One of the other people I escaped from is a woman I went to college with, and is now an attorney. My favorite outrage du’jour from her was that she found the racism toward the Kajiit (cat people) in Skyrim to be very upsetting. My friend is generally assumed to be white by most people, but identifies as a person of color due to some Native American heritage (no idea exactly what/how much.)
I said, ‘‘I think sometimes showing social issues at play in made-up fantasy worlds add a bit of realism and perhaps help us think about it in a more abstract way’’ (or something.)
She said, ‘‘You don’t get it, you’re white.’’
I wanted to say, ‘‘AND YOU’RE NOT A CAT PERSON. HOW DARE YOU SPEAK ON THEIR BEHALF?’’
Funnily enough, my husband had a very comprehensive comparative religion course in his private Catholic high school – I got nothing at my public school. I think the problem with teaching comparative religion in public school would be the obvious biases certain teachers would put into it. But maybe it could be done in a historical context, like teaching about certain historical periods in world history and their dominant religions, that way the different faiths could be understood in context without necessarily privileging one over the other? I’ve never given it much thought either.
It’s a conundrum. Who knows what the solution is?
I’m a liberal, too–but a classic liberal, the kind that believes the answer to bad speech is more speech, not supression, and that Ideas Want To Be Free. The modern “liberals” you see labeled as SJWs do very much remind me of the activists from the Chinese Cultural Revolution or Cambodia’s Khmer Rouge.
Now I’m thinking of Britta in the Dungeons and Dragons episode of Community. (Well, the first Dungeons and Dragons episode of Community.)
That’s the problem I thought out while typing. How do you teach about religion without teaching religion. If a week long lesson could be shoehorned into another class, even that would be helpful.
But my issue with kids not knowing anything about religion is that even if you’re atheist (and I am) is that if you go so far in that direction that you won’t even allow your kids to hear about it, you’re depriving them of two or four or seven or whatever thousand years of history and culture and war and a lot of really interesting things that brought us to where we are right now today. As well as what I said earlier, they should be able to graduate high school and hold their own in a conversation about church or mosque or temple or whatever without having to say 'wait, which one is church? That’s Christian right?"

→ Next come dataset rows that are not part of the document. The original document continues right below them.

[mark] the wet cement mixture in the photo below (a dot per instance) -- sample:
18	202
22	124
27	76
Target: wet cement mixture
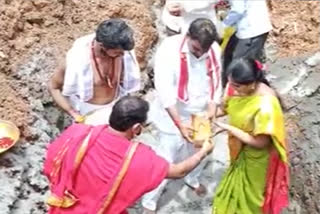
34	37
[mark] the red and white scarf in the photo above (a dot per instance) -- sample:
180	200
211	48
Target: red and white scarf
212	67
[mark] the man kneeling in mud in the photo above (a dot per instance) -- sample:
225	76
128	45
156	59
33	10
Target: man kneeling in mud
99	169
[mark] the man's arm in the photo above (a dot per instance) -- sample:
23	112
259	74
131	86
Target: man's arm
238	9
181	169
55	87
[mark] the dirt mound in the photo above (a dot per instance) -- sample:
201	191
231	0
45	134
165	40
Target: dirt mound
13	107
296	27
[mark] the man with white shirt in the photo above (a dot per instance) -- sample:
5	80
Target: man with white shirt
252	22
177	15
100	68
187	81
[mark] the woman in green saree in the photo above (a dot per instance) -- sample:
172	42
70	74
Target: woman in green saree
257	180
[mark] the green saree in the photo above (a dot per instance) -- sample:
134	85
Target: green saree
257	180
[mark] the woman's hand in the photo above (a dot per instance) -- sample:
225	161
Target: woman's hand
78	118
174	9
220	127
186	132
207	147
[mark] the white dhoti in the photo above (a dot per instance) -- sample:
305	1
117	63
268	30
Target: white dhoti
174	149
95	114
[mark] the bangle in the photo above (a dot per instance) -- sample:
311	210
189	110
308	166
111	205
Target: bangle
176	123
73	111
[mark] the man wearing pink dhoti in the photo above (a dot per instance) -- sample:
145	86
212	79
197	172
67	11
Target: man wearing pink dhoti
99	169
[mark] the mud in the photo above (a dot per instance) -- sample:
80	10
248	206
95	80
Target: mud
34	37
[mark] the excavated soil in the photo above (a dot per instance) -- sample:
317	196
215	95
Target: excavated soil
296	27
35	35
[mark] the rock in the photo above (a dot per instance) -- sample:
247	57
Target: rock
41	3
314	60
3	55
35	18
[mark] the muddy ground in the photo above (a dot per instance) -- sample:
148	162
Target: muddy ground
34	37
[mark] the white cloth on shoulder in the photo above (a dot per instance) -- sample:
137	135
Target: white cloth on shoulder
78	79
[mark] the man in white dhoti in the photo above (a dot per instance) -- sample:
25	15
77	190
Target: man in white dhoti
187	81
100	68
177	15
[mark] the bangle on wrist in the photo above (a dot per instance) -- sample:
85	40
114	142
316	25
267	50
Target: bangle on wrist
176	123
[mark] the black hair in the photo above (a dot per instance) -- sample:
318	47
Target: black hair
115	33
246	71
204	31
128	111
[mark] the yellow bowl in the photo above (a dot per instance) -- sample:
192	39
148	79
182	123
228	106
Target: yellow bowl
8	130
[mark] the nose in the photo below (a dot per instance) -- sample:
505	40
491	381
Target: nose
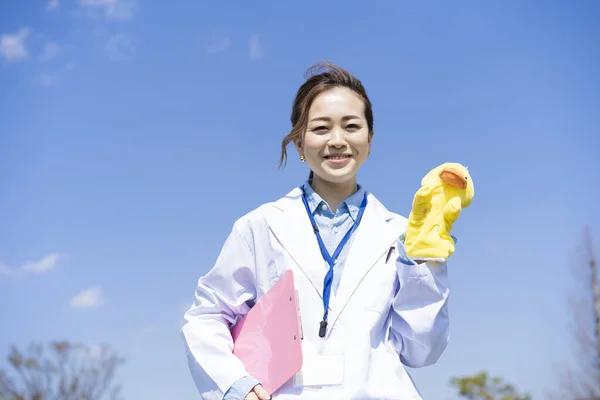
337	138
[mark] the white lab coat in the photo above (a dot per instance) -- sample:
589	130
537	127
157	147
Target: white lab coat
385	314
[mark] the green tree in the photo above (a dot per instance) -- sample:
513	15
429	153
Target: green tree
65	372
483	387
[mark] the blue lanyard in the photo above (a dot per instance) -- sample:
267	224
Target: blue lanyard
331	259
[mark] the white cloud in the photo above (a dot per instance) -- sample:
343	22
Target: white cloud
219	45
41	266
50	51
12	46
111	9
120	49
255	47
52	5
88	298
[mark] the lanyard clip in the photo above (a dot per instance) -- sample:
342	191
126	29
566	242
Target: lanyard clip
322	328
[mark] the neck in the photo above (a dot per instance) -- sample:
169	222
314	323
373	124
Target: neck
334	193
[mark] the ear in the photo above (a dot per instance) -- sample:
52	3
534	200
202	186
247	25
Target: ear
298	145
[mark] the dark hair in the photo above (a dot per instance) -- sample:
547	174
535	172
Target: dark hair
317	82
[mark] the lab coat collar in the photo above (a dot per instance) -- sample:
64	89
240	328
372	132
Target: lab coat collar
373	238
350	205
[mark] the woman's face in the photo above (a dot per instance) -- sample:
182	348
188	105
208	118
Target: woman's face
337	137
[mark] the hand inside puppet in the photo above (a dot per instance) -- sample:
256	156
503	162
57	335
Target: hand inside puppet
444	192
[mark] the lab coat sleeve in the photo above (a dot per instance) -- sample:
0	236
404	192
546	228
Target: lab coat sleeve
419	324
222	297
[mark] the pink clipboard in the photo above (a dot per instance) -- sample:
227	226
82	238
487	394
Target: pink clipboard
268	340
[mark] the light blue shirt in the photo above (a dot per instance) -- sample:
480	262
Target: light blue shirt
332	227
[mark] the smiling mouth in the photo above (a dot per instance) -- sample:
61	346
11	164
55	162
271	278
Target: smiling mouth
338	157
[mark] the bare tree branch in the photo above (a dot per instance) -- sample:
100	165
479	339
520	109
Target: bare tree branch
68	372
582	381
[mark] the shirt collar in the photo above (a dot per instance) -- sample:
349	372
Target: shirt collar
350	205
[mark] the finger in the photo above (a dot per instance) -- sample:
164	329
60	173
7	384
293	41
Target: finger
452	210
421	201
262	393
251	396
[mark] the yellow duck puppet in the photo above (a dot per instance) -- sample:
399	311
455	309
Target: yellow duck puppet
444	192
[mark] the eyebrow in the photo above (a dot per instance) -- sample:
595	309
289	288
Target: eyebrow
327	119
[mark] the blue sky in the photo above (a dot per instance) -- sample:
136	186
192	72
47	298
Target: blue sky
133	134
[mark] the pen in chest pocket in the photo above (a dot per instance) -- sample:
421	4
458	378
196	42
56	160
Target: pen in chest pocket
390	251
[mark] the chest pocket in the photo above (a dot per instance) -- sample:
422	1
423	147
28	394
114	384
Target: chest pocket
379	286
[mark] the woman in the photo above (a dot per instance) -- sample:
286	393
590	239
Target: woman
384	309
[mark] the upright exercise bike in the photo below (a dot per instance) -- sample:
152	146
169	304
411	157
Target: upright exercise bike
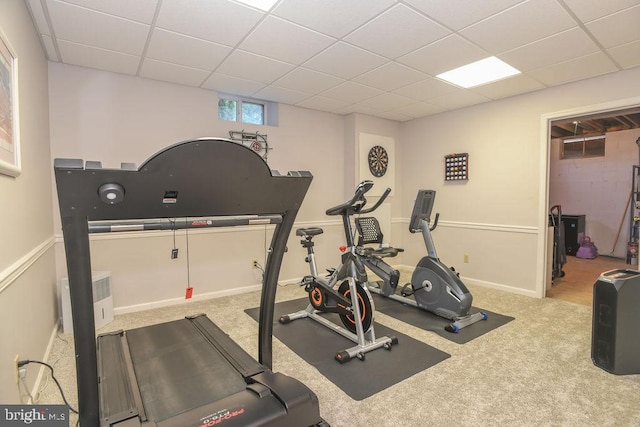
435	287
351	301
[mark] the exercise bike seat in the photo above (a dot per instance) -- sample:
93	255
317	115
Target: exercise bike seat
309	232
381	252
369	232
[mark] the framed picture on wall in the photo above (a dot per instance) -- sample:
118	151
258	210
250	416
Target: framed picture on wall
9	124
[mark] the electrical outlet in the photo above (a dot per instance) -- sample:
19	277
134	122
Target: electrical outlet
15	367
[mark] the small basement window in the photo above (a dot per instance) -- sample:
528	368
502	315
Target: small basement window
245	110
591	146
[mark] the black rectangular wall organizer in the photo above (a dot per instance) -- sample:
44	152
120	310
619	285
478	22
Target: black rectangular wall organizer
456	167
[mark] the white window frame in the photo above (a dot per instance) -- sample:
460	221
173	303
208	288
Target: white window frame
239	101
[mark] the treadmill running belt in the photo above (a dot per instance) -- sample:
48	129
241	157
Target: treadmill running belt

I think the problem is that too many people – of all political stripes – prefer to live in their own little bubble and view any persons or the ideas they have outside that bubble are dangerous or worse. It’s the equivalent of sticking your fingers in your ears and humming loudly.
This is nothing new. I remember more than forty years ago how literature that did not toe the liberal mark at UC Santa Cruz would be taken off of the tables at the student union and thrown away, not by the administration but by self-appointed guardians of the one truth allowable. It’s the worst aspect of tribalism and one that has grown worse in the decades since then.
Wait, college students are murdering people by the millions?